Thursday, February 28, 2013

The Storyteller By Jodi Picoult

The Storyteller By Jodi Picoult

I take this break from the regularly scheduled 100 books in order to write this review. I read my first Jodi Picoult book when I was 13 years old, My Sisters Keeper was on the summer reading list going into 9th grade and I remember sitting on my lounge chair outback and sobbing over the ending. Since that day I have read each of Picoult's 20 books and when I heard that another one was out yesterday I took a break from my 100 book project and had to read this.

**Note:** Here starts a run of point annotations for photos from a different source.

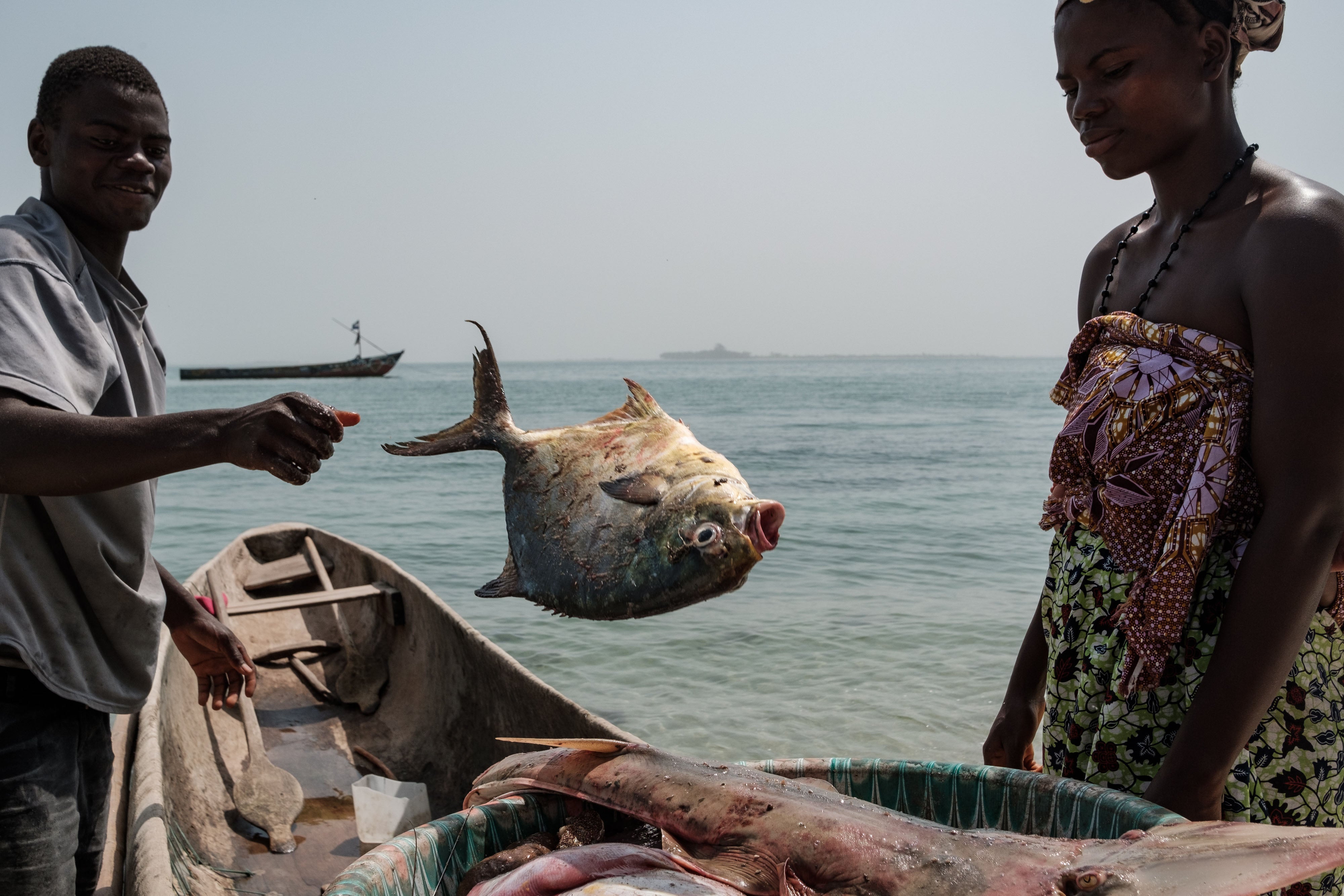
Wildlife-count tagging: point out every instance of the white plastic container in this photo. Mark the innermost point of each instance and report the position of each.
(388, 808)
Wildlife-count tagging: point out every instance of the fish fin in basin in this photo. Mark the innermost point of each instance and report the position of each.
(591, 745)
(1214, 859)
(749, 872)
(507, 585)
(490, 424)
(638, 488)
(639, 406)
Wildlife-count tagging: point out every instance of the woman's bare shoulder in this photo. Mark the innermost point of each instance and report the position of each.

I am so very glad that I did.

The Storyteller is about a girl named Sage Singer, she lives in a small town in New Hampshire and works at the local bakery as their bread and pastry chef. At the very young age of 25 she has lost both of her parents and is attending a grief group every week to come to peace with the loss. While some people have scars on the inside of their mourning, Sage is left with a long vertical scar from her eyebrow through her cheek, a remnant of the car accident that took her mothers life and stole her vanity. Sage was never an outgoing people person, but since the accident she has taken to staying in her home and baking the bread for the bakery throughout the night.

Then one week, her friendless situation changes, a man from grief group named Josef comes into the bakery one night right before closing. She tells him that he must stay and finish his coffee while he waits for the bus to come and collect him. Even though it is after business hours Sage finds herself letting Josef stay each and every night and date by date Sage finds herself getting into a sort of friendship with this 95 year old man. He is beloved by the entire town, was the German teacher at the high school, reffed little league, she finds him to be harmless and for the first time since the accident feels like someone likes her for her company and isnt nervous about her scars.

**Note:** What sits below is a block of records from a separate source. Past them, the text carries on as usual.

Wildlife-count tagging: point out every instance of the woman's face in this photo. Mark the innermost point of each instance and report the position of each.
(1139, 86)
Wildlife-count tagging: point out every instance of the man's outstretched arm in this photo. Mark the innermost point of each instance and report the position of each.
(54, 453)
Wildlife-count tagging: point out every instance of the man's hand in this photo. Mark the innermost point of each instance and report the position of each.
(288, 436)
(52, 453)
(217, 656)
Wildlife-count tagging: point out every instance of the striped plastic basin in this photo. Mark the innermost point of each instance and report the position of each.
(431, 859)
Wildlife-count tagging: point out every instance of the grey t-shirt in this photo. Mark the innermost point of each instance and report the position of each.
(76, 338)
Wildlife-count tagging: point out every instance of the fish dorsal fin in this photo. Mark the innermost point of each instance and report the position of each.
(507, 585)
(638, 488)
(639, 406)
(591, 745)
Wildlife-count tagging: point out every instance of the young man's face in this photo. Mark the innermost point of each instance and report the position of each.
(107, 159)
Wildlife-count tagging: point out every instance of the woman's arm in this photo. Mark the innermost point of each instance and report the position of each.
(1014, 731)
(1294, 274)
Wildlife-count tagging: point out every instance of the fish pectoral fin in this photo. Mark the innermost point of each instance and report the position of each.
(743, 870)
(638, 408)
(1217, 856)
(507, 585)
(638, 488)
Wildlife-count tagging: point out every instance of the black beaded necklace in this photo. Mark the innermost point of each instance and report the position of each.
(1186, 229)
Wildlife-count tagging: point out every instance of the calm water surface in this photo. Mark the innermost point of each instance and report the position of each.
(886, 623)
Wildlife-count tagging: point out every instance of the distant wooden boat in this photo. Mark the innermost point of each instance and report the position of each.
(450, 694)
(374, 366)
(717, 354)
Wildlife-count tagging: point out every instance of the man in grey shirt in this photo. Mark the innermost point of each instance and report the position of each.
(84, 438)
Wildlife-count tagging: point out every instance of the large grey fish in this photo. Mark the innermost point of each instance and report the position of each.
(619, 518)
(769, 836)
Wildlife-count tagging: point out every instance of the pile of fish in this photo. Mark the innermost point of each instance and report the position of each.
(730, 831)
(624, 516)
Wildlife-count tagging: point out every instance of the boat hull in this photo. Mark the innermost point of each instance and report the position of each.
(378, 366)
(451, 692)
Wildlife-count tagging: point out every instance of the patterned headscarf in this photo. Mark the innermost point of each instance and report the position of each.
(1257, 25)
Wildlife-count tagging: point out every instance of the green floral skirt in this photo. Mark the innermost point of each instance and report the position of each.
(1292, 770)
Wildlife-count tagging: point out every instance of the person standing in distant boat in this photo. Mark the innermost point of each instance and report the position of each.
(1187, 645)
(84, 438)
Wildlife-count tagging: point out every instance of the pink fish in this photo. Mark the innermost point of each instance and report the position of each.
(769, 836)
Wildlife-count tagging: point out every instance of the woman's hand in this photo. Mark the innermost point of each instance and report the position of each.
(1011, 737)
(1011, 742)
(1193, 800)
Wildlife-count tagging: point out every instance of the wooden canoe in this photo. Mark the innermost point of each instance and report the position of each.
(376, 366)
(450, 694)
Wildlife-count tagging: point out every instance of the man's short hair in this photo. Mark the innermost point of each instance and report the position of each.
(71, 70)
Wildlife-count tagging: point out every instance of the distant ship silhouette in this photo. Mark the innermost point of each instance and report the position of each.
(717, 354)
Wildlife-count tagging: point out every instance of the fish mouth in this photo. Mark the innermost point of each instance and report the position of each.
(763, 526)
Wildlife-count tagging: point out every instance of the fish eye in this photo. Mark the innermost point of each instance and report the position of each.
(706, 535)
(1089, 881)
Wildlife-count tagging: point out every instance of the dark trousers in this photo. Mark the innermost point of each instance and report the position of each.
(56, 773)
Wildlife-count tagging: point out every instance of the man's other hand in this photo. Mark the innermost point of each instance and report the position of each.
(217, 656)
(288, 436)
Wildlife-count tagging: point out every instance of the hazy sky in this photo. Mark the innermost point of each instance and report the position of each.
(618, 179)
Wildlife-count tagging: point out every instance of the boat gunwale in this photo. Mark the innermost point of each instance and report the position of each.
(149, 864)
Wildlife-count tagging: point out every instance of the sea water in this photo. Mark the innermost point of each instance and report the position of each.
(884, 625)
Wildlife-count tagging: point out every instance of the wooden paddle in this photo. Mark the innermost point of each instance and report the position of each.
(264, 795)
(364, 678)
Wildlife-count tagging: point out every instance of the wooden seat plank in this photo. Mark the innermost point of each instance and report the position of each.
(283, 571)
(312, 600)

That is, until Josef tells her that he must confess something and he must ask the biggest favor of his entire life. Sage hesitantly agrees and is shocked to learn that Josef was a Nazi in the second world war and he has come to her to ask for help in dying. Sage has never considered herself religious, but her parents were both extremely jewish, both sisters had bat mitzvahed, and although it was rarely talked about, her grandmother Minka was a survivor of the holocaust. Josef has come to her seeking forgiveness and The Storyteller makes the reader question whether several years of horrible crimes can be over-shined by years of atonement and good deeds. Sage now has to make the decision of what to do with this information while contemplating the fine line between mercy and murder.

Let me say this now... This is by no means a typical Picoult novel. Her books, as far as I can remember, always involve chapters and chapters of court litigation, that is not the case when it comes to this novel. Instead we are given heart breaking stories of the concentration camps and how Minka suffered during the war. We are given chapters and chapters of Sage coming to terms with the grief of losing both of her parents at such a young age and feeling like with her scar no one can truly love her. We are also faced with chapters and chapters of tender moments between people in Sage's life who have overlooked her scars, both physical and mental..

I felt a real person connection to this book because I am a practicing Jew. I found myself humming along when Sage would talk about Shabbat services. I found my mouth watering as she talked about making the challah with her grandmother that had been passed down for generations, and most of all I felt myself crying along while reading the horrors of what had happened to Jewish people during the war.

This was not an easy read by any means, but I found myself devouring every single word and staying up until almost 3 am needing to finish it. I suggest this read to anyone who can understand the ache in your gut that comes with missing someone and the thrill in your heart when you realize that you will live and love again. This is a fantastically heart wrenching book and I am very grateful to Picoult for writing it. I shall say an extra prayer at Shabbat services on Friday, because these characters have now stolen a place in my heart that is not likely to fade away anytime soon.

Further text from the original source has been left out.